I would also argue that the two loads could be working against one another rather than in the same direction.

Mike McCann, PE, SE (WA, HI)


 
The High Velocity Hurricane Zone (applicable in Broward and Miami-Dade County) section of the Florida Building Code has the following section which provides some consideration for this topic.

1620.4
For wind force calculations, roof live loads shall not be considered to act simultaneously with the wind load.


Even based upon this, one could argue that the railing load is a live load and not a roof live load.

This is one of those situations where meeting the intent of the code conflicts with the written letter of the code. If you don't design for the combined forces a lawyer and their expert witness would gladly charge 5x your billing rate to tell you that you did not meet the standard of care. If you do design for the combined forces you will rack your brain trying to make standard connections work and your client will likely find a new engineer.

I would not consider both forces acting simultaneously.
 
Thanks for the insight everyone!

msquared48: Per ASCE, the railing load must be designed to act in the direction resulting in the greatest impact to the rail structure, so I cannot make the argument that they would be acting in opposite directions from one another.

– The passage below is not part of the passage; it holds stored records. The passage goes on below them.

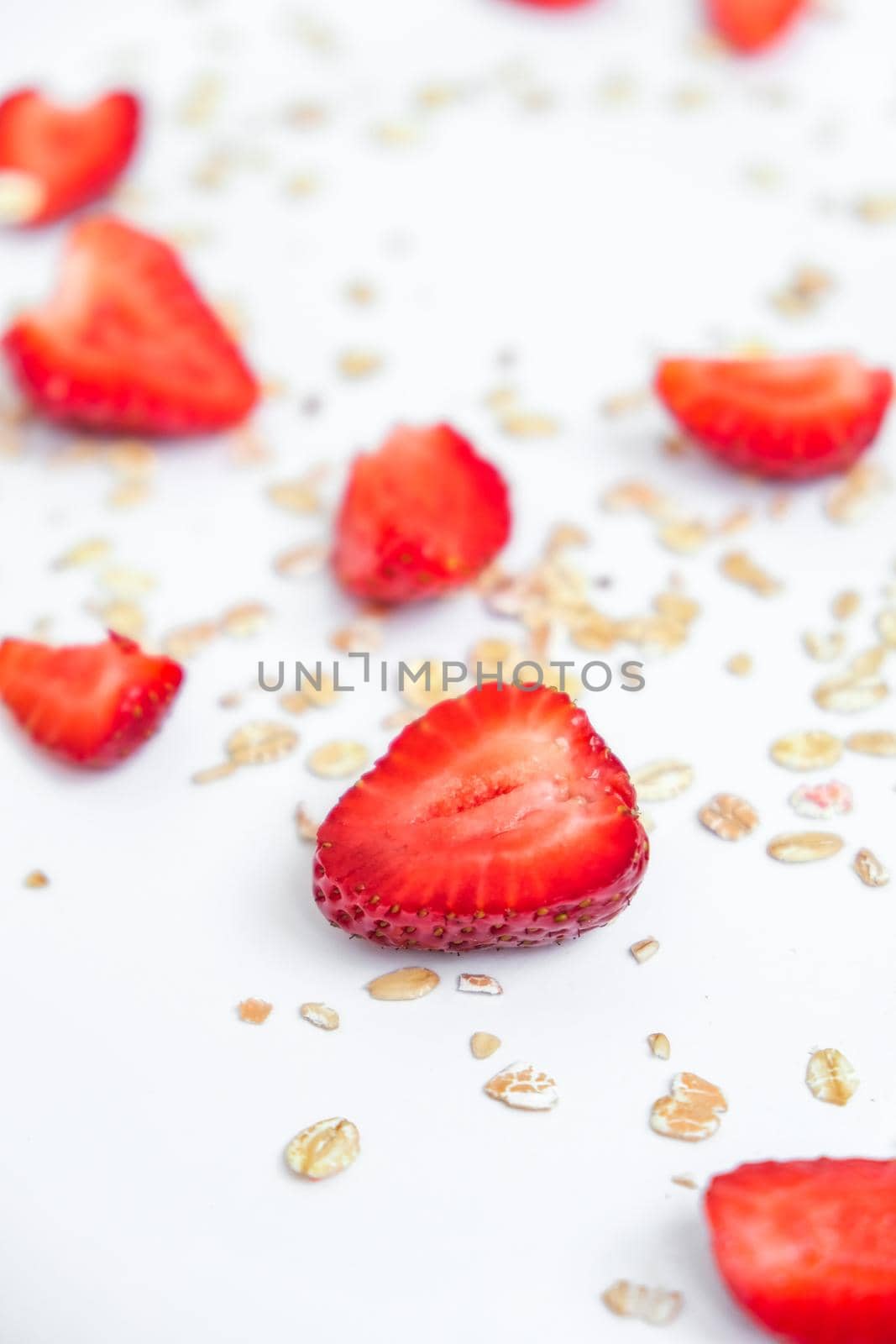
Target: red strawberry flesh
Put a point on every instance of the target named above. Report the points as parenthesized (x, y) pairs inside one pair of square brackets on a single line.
[(809, 1247), (422, 515), (127, 343), (92, 705), (74, 154), (786, 418), (499, 819)]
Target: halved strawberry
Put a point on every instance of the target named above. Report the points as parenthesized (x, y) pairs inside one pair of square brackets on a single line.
[(499, 819), (809, 1249), (92, 705), (127, 343), (69, 156), (422, 515), (788, 418), (752, 24)]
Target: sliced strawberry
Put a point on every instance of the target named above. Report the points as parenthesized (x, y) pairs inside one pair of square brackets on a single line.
[(422, 515), (499, 819), (69, 155), (809, 1249), (93, 705), (752, 24), (788, 418), (127, 343)]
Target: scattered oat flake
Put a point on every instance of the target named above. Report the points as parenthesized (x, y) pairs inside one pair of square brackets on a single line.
[(83, 553), (691, 1112), (846, 605), (359, 363), (812, 750), (255, 1011), (324, 1148), (301, 561), (805, 846), (822, 801), (880, 743), (645, 949), (824, 648), (483, 1045), (652, 1305), (663, 780), (831, 1077), (728, 816), (871, 870), (338, 759), (320, 1015), (259, 743), (469, 984), (214, 772), (738, 568), (405, 984), (739, 664), (658, 1043), (849, 694), (244, 620), (524, 1086)]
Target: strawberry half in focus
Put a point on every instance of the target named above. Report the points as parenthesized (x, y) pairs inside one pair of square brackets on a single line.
[(752, 24), (92, 705), (54, 160), (127, 343), (809, 1249), (785, 418), (422, 515), (496, 820)]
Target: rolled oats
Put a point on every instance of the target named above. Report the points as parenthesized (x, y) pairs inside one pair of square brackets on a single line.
[(324, 1148), (524, 1086), (405, 984), (691, 1112), (831, 1077)]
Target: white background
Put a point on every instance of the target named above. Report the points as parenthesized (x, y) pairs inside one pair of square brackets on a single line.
[(144, 1191)]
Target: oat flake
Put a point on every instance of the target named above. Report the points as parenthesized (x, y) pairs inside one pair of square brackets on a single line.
[(661, 780), (822, 801), (871, 870), (405, 984), (831, 1077), (324, 1148), (338, 759), (691, 1112), (320, 1015), (882, 743), (658, 1043), (479, 985), (805, 846), (484, 1045), (524, 1086), (652, 1305), (259, 743), (728, 816), (813, 750)]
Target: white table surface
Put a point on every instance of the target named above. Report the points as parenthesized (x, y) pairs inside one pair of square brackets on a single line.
[(141, 1132)]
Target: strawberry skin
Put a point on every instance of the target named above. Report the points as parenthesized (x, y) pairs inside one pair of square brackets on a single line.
[(499, 819), (74, 154), (809, 1249), (90, 705), (127, 343), (752, 24), (783, 418), (422, 515)]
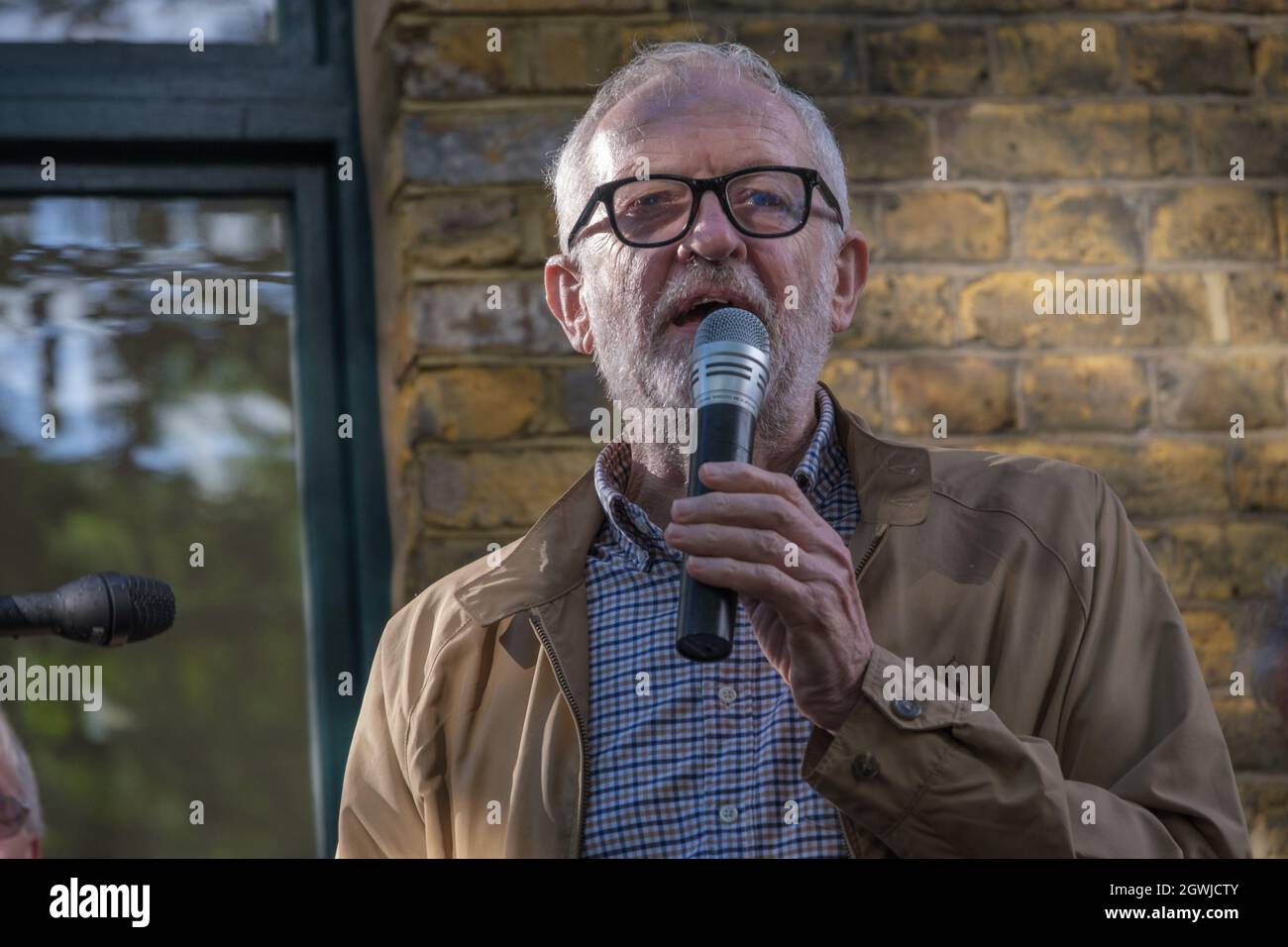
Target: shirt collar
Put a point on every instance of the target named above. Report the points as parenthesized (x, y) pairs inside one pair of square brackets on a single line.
[(643, 540)]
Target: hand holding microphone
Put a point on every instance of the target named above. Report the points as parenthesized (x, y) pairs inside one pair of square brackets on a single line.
[(734, 527)]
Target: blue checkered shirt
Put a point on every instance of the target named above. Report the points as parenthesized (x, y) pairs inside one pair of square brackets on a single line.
[(706, 764)]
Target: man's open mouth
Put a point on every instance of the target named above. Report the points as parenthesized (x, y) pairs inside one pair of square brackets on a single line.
[(696, 311)]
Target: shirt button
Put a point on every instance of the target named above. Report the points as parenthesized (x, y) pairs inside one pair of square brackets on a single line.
[(909, 710), (866, 766)]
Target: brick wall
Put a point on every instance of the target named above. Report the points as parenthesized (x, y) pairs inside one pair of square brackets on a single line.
[(1113, 163)]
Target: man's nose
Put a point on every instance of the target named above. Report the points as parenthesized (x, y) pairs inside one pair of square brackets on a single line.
[(712, 236)]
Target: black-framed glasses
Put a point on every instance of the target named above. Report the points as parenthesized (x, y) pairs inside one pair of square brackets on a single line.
[(761, 201), (13, 815)]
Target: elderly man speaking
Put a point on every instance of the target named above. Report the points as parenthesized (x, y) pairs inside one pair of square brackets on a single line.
[(536, 706)]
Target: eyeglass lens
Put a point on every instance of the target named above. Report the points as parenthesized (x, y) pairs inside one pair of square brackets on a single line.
[(765, 204)]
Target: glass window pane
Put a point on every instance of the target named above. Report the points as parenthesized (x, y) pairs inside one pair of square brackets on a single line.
[(170, 428), (138, 21)]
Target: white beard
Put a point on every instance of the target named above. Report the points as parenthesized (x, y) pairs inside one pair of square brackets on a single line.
[(640, 367)]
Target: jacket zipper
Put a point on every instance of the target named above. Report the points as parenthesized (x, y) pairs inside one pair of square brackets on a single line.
[(576, 716), (858, 574)]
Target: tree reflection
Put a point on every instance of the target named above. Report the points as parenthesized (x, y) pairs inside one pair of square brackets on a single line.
[(170, 431)]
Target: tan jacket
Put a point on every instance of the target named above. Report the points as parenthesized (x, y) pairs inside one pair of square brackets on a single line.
[(1100, 738)]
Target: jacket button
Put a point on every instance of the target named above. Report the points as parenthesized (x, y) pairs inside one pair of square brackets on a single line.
[(909, 710), (866, 766)]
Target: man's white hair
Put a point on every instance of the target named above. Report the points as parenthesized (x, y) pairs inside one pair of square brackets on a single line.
[(570, 174), (14, 759)]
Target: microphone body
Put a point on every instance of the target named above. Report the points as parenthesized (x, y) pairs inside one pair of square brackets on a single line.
[(729, 371), (106, 608)]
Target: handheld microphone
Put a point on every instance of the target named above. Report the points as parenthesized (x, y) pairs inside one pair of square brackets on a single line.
[(728, 372), (104, 608)]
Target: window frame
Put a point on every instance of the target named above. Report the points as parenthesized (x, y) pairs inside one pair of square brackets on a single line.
[(254, 121)]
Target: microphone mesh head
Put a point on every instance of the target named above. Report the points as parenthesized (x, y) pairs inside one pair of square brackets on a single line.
[(733, 325), (154, 605)]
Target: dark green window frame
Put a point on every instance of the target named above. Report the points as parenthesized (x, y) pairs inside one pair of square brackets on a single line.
[(270, 121)]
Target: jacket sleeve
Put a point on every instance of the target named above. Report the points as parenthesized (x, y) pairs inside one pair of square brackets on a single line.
[(1140, 768), (381, 806)]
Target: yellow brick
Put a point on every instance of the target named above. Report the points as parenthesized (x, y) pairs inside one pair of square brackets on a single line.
[(1085, 393), (1219, 222), (1046, 58), (476, 403), (1081, 226), (928, 59), (1203, 392), (1025, 142), (902, 311), (855, 386), (975, 394), (943, 223), (1261, 474)]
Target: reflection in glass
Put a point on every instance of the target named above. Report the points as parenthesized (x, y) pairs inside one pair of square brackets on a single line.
[(168, 431), (138, 21)]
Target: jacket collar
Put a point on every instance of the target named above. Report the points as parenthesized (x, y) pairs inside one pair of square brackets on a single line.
[(893, 482)]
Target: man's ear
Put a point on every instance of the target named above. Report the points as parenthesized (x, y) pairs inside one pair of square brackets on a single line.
[(851, 273), (563, 296)]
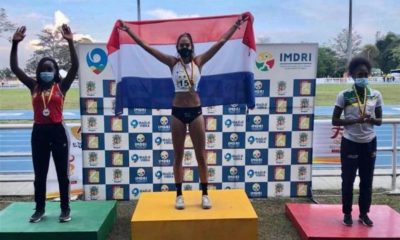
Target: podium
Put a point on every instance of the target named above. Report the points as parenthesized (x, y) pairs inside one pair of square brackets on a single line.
[(91, 220), (231, 217), (324, 221)]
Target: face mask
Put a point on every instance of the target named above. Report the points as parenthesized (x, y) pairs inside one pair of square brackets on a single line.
[(185, 52), (47, 76), (361, 82)]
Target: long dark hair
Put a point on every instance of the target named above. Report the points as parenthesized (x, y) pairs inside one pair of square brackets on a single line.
[(185, 34), (39, 69)]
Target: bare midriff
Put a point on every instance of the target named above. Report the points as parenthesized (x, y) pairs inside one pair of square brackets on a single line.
[(186, 99)]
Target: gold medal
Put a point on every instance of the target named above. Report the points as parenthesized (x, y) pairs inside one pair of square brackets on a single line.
[(46, 111), (361, 110), (191, 83)]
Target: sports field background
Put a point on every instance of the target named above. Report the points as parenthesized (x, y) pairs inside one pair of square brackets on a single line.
[(20, 99)]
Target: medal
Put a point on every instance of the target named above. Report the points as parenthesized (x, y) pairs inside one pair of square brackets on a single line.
[(191, 82), (46, 111), (361, 110)]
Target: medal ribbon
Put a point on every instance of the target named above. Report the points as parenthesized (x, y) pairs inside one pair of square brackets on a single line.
[(48, 100), (362, 111), (191, 83)]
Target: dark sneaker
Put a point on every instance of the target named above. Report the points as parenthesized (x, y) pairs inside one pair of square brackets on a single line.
[(364, 219), (37, 216), (347, 220), (65, 216)]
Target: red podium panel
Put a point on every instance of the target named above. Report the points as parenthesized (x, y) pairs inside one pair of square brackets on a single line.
[(324, 221)]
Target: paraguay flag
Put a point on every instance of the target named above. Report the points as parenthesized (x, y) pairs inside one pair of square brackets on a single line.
[(144, 82)]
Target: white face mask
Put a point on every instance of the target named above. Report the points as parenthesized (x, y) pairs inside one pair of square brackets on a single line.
[(47, 76)]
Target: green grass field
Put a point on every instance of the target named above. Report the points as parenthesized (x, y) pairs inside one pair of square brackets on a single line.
[(11, 99), (272, 221), (326, 93)]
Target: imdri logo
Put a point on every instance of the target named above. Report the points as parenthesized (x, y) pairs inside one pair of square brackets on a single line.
[(228, 157), (265, 61), (141, 172), (295, 57), (97, 60), (135, 158), (250, 173)]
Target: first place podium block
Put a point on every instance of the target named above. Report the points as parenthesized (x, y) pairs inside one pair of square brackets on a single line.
[(231, 217)]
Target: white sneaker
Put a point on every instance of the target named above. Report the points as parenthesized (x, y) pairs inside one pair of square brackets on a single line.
[(179, 203), (205, 202)]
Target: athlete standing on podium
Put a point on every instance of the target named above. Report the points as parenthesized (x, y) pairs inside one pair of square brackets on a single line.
[(362, 108), (49, 133), (186, 106)]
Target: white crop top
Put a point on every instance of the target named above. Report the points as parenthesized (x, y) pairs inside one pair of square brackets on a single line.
[(181, 77)]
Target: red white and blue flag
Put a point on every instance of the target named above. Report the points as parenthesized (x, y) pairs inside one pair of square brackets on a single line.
[(144, 82)]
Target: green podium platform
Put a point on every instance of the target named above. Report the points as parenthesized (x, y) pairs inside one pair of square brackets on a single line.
[(90, 220)]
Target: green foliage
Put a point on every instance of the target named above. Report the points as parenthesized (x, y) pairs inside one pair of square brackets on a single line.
[(389, 48)]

EZBuilding: Thanks for the code reference! I feel if any argument can be made to take the greater of the wind load and live load rather than the combination of the wind load and live load, its 1620.4. I'm assuming that is a local code, but it has to reference IBC somewhere so I will dig that up.


Thanks again everyone!!
 
JDV22:

The high velocity hurricane zone is applicable only to two counties in the state of Florida. A project a mile away in a different county would not be required to meet the provisions of this section of the code.